Generally, the nomenclature used herein and the laboratory procedures in cell culture, molecular biology, organic chemistry, virology, and nucleic acid chemistry and hybridization are those well-known and commonly employed in the art. The nomenclature used herein and the laboratory procedures used in analytical chemistry described below are those well-known and commonly employed in the art. Standard techniques or modifications thereof, are used for chemical syntheses and chemical analyses.
Standard techniques are used for peptide synthesis. The techniques and procedures are generally performed according to conventional methods in the art and various general references (e.g., Sambrook and Russell, 2012, Molecular Cloning, A Laboratory Approach, Cold Spring Harbor Press, Cold Spring Harbor, NY, and Ausubel et al., 2002, Current Protocols in Molecular Biology, John Wiley & Sons, NY), which are provided throughout this document.
As used herein, each of the following terms has the meaning associated with it in this section.
In this document, the terms “a,” “an,” or “the” are used to include one or more than one unless the context clearly dictates otherwise. The term “or” is used to refer to a nonexclusive “or” unless otherwise indicated. The statement “at least one of A and B” or “at least one of A or B” has the same meaning as “A, B, or A and B.” In addition, it is to be understood that the phraseology or terminology employed herein, and not otherwise defined, is for the purpose of description only and not of limitation.
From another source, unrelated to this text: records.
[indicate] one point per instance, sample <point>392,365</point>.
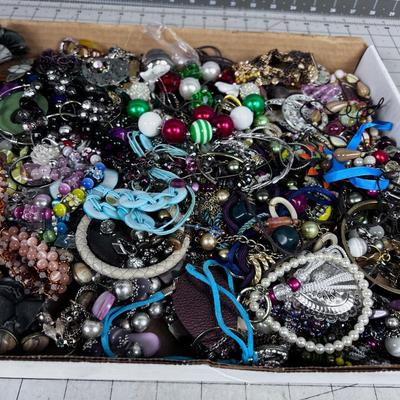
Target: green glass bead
<point>260,120</point>
<point>286,237</point>
<point>348,116</point>
<point>276,147</point>
<point>49,236</point>
<point>191,70</point>
<point>255,102</point>
<point>241,214</point>
<point>137,107</point>
<point>309,230</point>
<point>201,98</point>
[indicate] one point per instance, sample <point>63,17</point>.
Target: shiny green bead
<point>191,70</point>
<point>260,120</point>
<point>203,97</point>
<point>309,230</point>
<point>276,147</point>
<point>49,236</point>
<point>348,116</point>
<point>137,107</point>
<point>255,102</point>
<point>339,361</point>
<point>286,237</point>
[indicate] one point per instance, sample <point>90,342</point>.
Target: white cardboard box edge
<point>374,73</point>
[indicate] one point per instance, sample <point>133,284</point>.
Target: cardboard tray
<point>348,53</point>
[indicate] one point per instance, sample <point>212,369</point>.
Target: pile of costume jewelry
<point>181,205</point>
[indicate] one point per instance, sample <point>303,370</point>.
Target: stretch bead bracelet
<point>300,341</point>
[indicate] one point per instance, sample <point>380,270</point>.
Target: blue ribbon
<point>248,354</point>
<point>339,171</point>
<point>116,312</point>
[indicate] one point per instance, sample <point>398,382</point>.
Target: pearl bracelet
<point>358,328</point>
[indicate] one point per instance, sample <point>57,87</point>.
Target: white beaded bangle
<point>346,340</point>
<point>124,273</point>
<point>280,200</point>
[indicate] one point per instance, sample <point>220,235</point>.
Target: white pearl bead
<point>358,276</point>
<point>275,326</point>
<point>279,272</point>
<point>377,231</point>
<point>188,87</point>
<point>286,266</point>
<point>363,284</point>
<point>260,314</point>
<point>359,328</point>
<point>265,282</point>
<point>210,71</point>
<point>254,306</point>
<point>368,302</point>
<point>354,336</point>
<point>338,345</point>
<point>254,296</point>
<point>358,162</point>
<point>149,124</point>
<point>358,247</point>
<point>273,276</point>
<point>392,345</point>
<point>292,337</point>
<point>319,348</point>
<point>329,348</point>
<point>302,260</point>
<point>369,160</point>
<point>284,332</point>
<point>340,74</point>
<point>242,117</point>
<point>346,340</point>
<point>310,346</point>
<point>366,311</point>
<point>363,319</point>
<point>300,342</point>
<point>352,268</point>
<point>366,293</point>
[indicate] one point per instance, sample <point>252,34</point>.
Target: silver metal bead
<point>156,310</point>
<point>140,322</point>
<point>92,329</point>
<point>135,351</point>
<point>123,289</point>
<point>392,323</point>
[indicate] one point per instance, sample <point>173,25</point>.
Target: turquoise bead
<point>240,214</point>
<point>286,237</point>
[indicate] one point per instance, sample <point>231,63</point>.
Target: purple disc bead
<point>294,284</point>
<point>103,305</point>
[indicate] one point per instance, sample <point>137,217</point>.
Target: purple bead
<point>294,284</point>
<point>272,296</point>
<point>148,341</point>
<point>334,128</point>
<point>372,343</point>
<point>372,193</point>
<point>299,203</point>
<point>178,183</point>
<point>118,133</point>
<point>42,200</point>
<point>64,188</point>
<point>18,212</point>
<point>47,213</point>
<point>395,305</point>
<point>103,305</point>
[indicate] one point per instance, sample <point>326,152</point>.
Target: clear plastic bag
<point>180,52</point>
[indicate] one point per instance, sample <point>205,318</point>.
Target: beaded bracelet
<point>119,273</point>
<point>295,285</point>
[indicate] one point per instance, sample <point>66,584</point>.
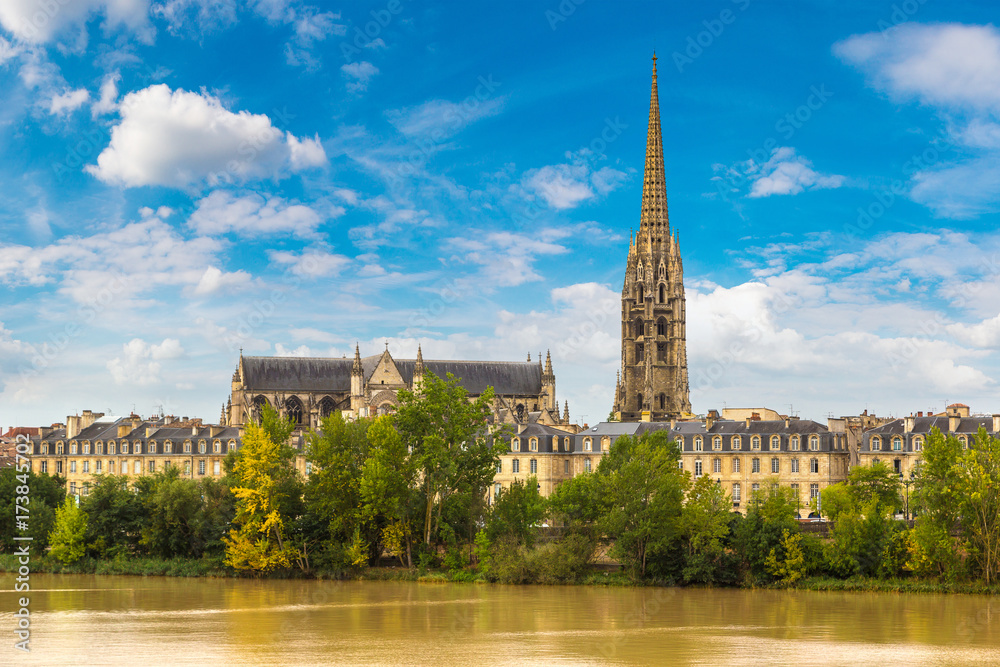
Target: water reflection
<point>131,620</point>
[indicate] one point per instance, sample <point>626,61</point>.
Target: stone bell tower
<point>653,383</point>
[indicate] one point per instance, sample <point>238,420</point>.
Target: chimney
<point>953,422</point>
<point>72,426</point>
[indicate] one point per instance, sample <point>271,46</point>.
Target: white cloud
<point>955,70</point>
<point>564,186</point>
<point>140,361</point>
<point>182,139</point>
<point>223,212</point>
<point>358,75</point>
<point>38,21</point>
<point>786,173</point>
<point>68,101</point>
<point>108,100</point>
<point>313,263</point>
<point>441,119</point>
<point>214,279</point>
<point>944,64</point>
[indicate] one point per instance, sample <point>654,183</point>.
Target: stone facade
<point>653,382</point>
<point>307,390</point>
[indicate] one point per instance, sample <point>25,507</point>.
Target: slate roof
<point>315,374</point>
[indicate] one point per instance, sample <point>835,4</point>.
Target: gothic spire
<point>654,220</point>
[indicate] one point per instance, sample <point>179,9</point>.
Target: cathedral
<point>653,382</point>
<point>309,389</point>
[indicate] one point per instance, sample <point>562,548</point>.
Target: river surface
<point>153,621</point>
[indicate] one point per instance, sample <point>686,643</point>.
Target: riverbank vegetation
<point>410,488</point>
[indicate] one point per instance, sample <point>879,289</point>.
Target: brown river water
<point>152,621</point>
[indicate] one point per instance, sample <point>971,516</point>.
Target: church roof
<point>334,375</point>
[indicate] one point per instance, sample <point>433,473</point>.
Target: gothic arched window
<point>293,409</point>
<point>326,407</point>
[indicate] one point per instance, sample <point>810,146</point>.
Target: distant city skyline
<point>184,179</point>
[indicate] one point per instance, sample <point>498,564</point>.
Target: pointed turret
<point>654,223</point>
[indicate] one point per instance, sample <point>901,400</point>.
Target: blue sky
<point>182,178</point>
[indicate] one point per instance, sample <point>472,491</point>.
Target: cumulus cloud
<point>182,139</point>
<point>224,212</point>
<point>68,101</point>
<point>139,363</point>
<point>358,75</point>
<point>786,173</point>
<point>955,70</point>
<point>565,186</point>
<point>37,21</point>
<point>441,119</point>
<point>313,263</point>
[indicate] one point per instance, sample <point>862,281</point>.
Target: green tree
<point>516,513</point>
<point>117,516</point>
<point>644,491</point>
<point>68,538</point>
<point>386,487</point>
<point>453,447</point>
<point>704,525</point>
<point>264,483</point>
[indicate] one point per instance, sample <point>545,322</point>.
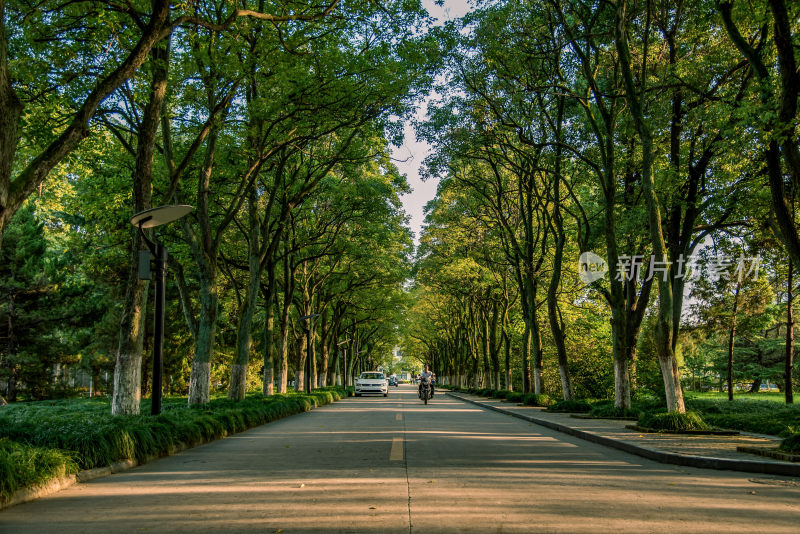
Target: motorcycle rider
<point>429,375</point>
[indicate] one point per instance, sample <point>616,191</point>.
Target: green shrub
<point>673,421</point>
<point>85,429</point>
<point>536,399</point>
<point>23,466</point>
<point>514,396</point>
<point>791,444</point>
<point>606,408</point>
<point>574,405</point>
<point>749,415</point>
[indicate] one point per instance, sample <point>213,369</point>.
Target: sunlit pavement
<point>375,464</point>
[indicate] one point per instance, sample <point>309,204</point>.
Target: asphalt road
<point>375,464</point>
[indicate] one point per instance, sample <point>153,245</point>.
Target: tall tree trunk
<point>732,341</point>
<point>789,360</point>
<point>200,377</point>
<point>507,348</point>
<point>536,345</point>
<point>244,337</point>
<point>11,386</point>
<point>663,329</point>
<point>325,348</point>
<point>300,380</point>
<point>556,324</point>
<point>14,192</point>
<point>128,367</point>
<point>270,302</point>
<point>288,291</point>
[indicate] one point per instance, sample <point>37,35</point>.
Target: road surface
<point>376,465</point>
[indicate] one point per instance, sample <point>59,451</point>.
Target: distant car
<point>372,382</point>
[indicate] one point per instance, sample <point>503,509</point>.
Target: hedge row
<point>747,415</point>
<point>45,440</point>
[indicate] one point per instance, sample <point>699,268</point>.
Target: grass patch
<point>574,405</point>
<point>674,421</point>
<point>537,399</point>
<point>791,444</point>
<point>514,396</point>
<point>759,416</point>
<point>606,408</point>
<point>50,438</point>
<point>24,466</point>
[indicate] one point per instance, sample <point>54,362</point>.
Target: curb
<point>704,462</point>
<point>55,485</point>
<point>30,494</point>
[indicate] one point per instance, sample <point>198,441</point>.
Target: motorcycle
<point>425,390</point>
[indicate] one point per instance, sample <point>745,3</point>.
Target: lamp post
<point>150,219</point>
<point>306,319</point>
<point>344,354</point>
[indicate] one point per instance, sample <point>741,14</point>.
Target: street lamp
<point>307,329</point>
<point>150,219</point>
<point>344,352</point>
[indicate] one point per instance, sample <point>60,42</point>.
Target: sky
<point>411,154</point>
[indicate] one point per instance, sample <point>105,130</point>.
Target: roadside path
<point>707,451</point>
<point>393,465</point>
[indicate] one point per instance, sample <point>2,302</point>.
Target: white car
<point>372,382</point>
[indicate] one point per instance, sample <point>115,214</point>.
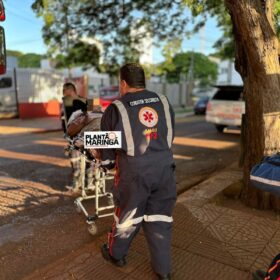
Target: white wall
<point>39,85</point>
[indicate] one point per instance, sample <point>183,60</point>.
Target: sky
<point>23,32</point>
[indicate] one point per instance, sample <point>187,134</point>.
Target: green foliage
<point>204,70</point>
<point>216,8</point>
<point>120,24</point>
<point>115,22</point>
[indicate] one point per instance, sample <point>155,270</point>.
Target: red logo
<point>148,116</point>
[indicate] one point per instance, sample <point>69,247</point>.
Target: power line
<point>21,16</point>
<point>22,42</point>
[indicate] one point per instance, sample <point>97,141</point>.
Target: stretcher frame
<point>96,190</point>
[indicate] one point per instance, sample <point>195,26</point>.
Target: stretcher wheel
<point>92,229</point>
<point>110,200</point>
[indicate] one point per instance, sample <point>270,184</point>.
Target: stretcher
<point>92,177</point>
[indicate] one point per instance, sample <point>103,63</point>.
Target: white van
<point>226,107</point>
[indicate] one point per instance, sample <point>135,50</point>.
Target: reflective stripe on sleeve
<point>107,161</point>
<point>158,218</point>
<point>167,117</point>
<point>126,127</point>
<point>127,223</point>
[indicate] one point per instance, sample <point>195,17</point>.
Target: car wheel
<point>220,128</point>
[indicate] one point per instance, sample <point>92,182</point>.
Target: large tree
<point>257,60</point>
<point>255,24</point>
<point>255,27</point>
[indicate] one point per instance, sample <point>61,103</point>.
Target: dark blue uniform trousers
<point>144,195</point>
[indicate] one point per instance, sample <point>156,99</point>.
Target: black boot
<point>106,255</point>
<point>164,277</point>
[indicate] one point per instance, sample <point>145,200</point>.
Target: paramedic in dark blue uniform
<point>145,189</point>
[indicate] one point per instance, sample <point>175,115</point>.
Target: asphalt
<point>210,241</point>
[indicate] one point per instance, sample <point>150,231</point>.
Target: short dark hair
<point>69,85</point>
<point>79,105</point>
<point>133,74</point>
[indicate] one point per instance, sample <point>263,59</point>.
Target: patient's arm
<point>75,126</point>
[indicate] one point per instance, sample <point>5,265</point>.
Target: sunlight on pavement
<point>182,157</point>
<point>17,195</point>
<point>6,130</point>
<point>38,158</point>
<point>204,143</point>
<point>51,142</point>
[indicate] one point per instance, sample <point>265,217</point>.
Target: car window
<point>228,94</point>
<point>6,82</point>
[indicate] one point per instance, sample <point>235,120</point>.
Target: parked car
<point>200,105</point>
<point>108,95</point>
<point>226,107</point>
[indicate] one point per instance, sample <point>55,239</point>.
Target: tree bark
<point>257,62</point>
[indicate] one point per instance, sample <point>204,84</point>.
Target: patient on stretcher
<point>80,121</point>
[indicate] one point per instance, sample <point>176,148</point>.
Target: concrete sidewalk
<point>209,242</point>
<point>26,126</point>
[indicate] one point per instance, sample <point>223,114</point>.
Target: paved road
<point>38,222</point>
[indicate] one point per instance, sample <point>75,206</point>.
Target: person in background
<point>70,92</point>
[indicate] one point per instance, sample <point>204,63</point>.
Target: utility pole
<point>190,84</point>
<point>65,9</point>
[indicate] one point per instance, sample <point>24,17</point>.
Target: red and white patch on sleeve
<point>148,117</point>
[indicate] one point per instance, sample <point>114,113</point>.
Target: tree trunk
<point>258,64</point>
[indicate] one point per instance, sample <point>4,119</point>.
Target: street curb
<point>45,131</point>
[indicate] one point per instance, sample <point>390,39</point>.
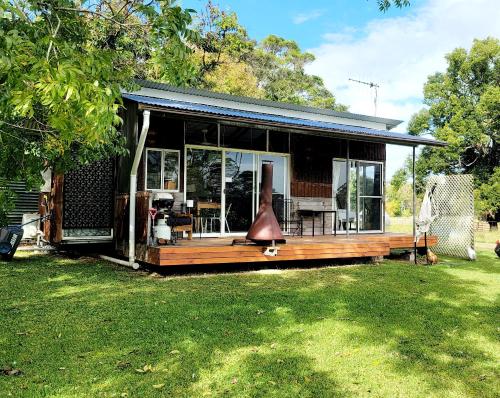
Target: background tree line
<point>462,107</point>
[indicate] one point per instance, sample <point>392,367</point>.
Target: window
<point>162,169</point>
<point>366,200</point>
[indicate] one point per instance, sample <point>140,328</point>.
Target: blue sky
<point>303,21</point>
<point>398,49</point>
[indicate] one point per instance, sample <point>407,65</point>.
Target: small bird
<point>431,257</point>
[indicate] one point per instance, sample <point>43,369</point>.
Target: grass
<point>79,328</point>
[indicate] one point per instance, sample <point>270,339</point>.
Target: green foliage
<point>225,59</point>
<point>279,65</point>
<point>463,105</point>
<point>399,195</point>
<point>62,66</point>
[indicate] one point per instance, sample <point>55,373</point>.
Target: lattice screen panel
<point>88,196</point>
<point>453,201</point>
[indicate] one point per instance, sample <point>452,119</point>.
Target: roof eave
<point>302,129</point>
<point>389,123</point>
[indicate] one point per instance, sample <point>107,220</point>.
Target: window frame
<point>162,169</point>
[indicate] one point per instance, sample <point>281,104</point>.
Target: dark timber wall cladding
<point>88,196</point>
<point>312,162</point>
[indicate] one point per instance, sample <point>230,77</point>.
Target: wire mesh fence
<point>453,202</point>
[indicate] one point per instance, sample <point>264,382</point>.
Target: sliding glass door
<point>240,177</point>
<point>365,195</point>
<point>370,196</point>
<point>225,187</point>
<point>204,188</point>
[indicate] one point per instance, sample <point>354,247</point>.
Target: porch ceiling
<point>304,125</point>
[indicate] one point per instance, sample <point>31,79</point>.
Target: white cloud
<point>398,54</point>
<point>307,16</point>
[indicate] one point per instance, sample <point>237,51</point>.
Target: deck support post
<point>414,208</point>
<point>133,189</point>
<point>348,194</point>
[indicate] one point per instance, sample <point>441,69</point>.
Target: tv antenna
<point>372,85</point>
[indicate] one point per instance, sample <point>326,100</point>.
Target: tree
<point>279,65</point>
<point>62,65</point>
<point>463,105</point>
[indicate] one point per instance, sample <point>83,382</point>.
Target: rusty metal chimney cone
<point>265,227</point>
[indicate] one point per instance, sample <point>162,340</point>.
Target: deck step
<point>222,252</point>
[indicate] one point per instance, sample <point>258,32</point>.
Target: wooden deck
<point>220,250</point>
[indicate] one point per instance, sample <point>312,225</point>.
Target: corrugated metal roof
<point>347,131</point>
<point>390,123</point>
Any use of section headings is intended to aid reading of the document and is not to be interpreted as limiting; information that is relevant to a section heading may occur within or outside of that particular section. All publications, patents, and patent documents referred to in this document are incorporated by reference herein in their entirety, as though individually incorporated by reference.
In the methods described herein, the acts can be carried out in any order, except when a temporal or operational sequence is explicitly recited. Furthermore, specified acts can be carried out concurrently unless explicit claim language recites that they be carried out separately. For example, a claimed act of doing X and a claimed act of doing Y can be conducted simultaneously within a single operation, and the resulting process will fall within the literal scope of the claimed process.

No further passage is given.